Для Мадлен эти доверительные беседы всегда были определённым утешением. И она с благосклонностью замечала растущую взаимную любовь этой молодой пары.
И вот через три месяца своих авантюр в Мадриде в порочной компании Фредерика Изазы Антеро вернулся полностью изменившимся в своих привычках и отношениях к людям. Он говорил только о преимуществах лёгкого заработка и описывал свои великие планы приобретения угольных шахт в Потози. Его сильно удивили крупные преобразования их скромного сельского хозяйства. Каждый угол выделялся чем-то необычным. Здесь была вода, питавшая почву; там появился квадрат земли с высаженными овощами; в другом месте деревья казались более зелёными и крепкими. Оскудевшая земля обрабатывалась чудесными трудолюбивыми руками. Мадлен же в его глазах казалась ещё более прекрасной, хоть на её лице витала всегда тонкая завеса неизмеримой печали. Её здоровье улучшилось. Она могла теперь оставаться на ногах более часа без необходимости отдохнуть. Она посвящала себя дому и своей дочери с героической преданностью. Антеро де Овьедо, глядя на неё, ощутил, как вновь возникает в нём страсть, мучившая его с самого детства.
Через два дня после его прибытия, желая поддержать определённую близость со своей кузиной, он принялся подробно рассказывать ей о первоначальном успехе своих сделок в Мадриде.
Пока разговор имел дружескую окраску, Мадлен не принимала оборонные меры и любезно отвечала ему; но в какой-то момент молодой человек посмотрел ей прямо в глаза и сказал:
— Чувствую, что не могу больше скрывать своих истинных чувств.

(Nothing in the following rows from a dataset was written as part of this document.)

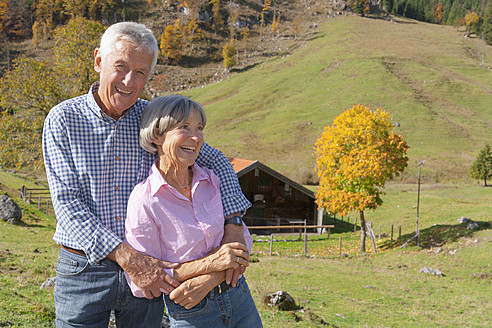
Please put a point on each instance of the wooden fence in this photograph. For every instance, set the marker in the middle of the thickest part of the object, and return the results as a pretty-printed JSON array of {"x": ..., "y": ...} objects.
[
  {"x": 39, "y": 196},
  {"x": 301, "y": 227}
]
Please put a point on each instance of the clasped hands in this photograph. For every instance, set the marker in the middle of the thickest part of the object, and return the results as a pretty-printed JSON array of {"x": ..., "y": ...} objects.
[{"x": 192, "y": 280}]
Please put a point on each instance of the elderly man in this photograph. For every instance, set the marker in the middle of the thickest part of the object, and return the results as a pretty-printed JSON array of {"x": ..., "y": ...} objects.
[{"x": 93, "y": 160}]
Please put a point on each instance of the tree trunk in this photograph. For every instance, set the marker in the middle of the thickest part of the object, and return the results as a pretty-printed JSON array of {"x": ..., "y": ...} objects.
[{"x": 362, "y": 232}]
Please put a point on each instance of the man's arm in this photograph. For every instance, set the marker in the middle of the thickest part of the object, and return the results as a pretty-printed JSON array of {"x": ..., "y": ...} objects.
[
  {"x": 193, "y": 290},
  {"x": 233, "y": 199},
  {"x": 228, "y": 256},
  {"x": 135, "y": 265},
  {"x": 74, "y": 218}
]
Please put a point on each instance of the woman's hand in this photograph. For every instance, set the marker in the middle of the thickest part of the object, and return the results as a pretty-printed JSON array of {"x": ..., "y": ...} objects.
[
  {"x": 228, "y": 256},
  {"x": 193, "y": 290}
]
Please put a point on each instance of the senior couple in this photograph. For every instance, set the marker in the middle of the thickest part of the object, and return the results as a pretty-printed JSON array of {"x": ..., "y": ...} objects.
[{"x": 148, "y": 215}]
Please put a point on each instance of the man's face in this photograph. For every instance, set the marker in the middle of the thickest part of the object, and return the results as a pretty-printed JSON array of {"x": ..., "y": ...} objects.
[{"x": 122, "y": 76}]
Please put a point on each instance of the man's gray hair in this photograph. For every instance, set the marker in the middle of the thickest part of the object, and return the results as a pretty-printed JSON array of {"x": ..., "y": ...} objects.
[
  {"x": 138, "y": 34},
  {"x": 163, "y": 114}
]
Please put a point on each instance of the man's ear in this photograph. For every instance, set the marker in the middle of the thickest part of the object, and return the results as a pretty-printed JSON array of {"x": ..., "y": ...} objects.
[{"x": 97, "y": 60}]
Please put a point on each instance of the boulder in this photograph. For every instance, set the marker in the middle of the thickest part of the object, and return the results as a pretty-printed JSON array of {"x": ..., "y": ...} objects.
[
  {"x": 463, "y": 220},
  {"x": 282, "y": 300},
  {"x": 49, "y": 283},
  {"x": 9, "y": 210},
  {"x": 431, "y": 271}
]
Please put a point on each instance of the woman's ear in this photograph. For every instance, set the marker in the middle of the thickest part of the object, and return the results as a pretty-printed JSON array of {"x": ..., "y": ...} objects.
[{"x": 159, "y": 141}]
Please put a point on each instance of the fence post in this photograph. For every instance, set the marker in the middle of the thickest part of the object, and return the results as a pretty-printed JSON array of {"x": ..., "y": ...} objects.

Я думаю, что могу теперь сказать тебе о своей огромной любви к тебе.
Опустилась ночь, укутав тёмным покрывалом окружающий пейзаж.
— Что ты хочешь этим сказать? — спросила кузина, догадываясь о его намерениях.
— Я предлагаю тебе свою руку, чтобы вместе идти по жизни. Мы будем счастливы, можешь мне поверить. Скоро я смогу укрепить своё состояние. Мои теперешние дела позволяют мне надеяться на баснословные доходы. Мы построим дом, полный счастья. Прошлое не в счёт, все горести пережиты. Я понимаю, что дыхание бедствий разрушило твои девичьи мечты; но знай, что не одна ты страдала. Я молча следовал за тобой, с первых проблесков нашей юности. И когда появился этот выскочка Давенпорт, я тогда понял всю ненависть, отравлявшую мою душу. Теперь дорога к нашему счастью, наконец, свободна.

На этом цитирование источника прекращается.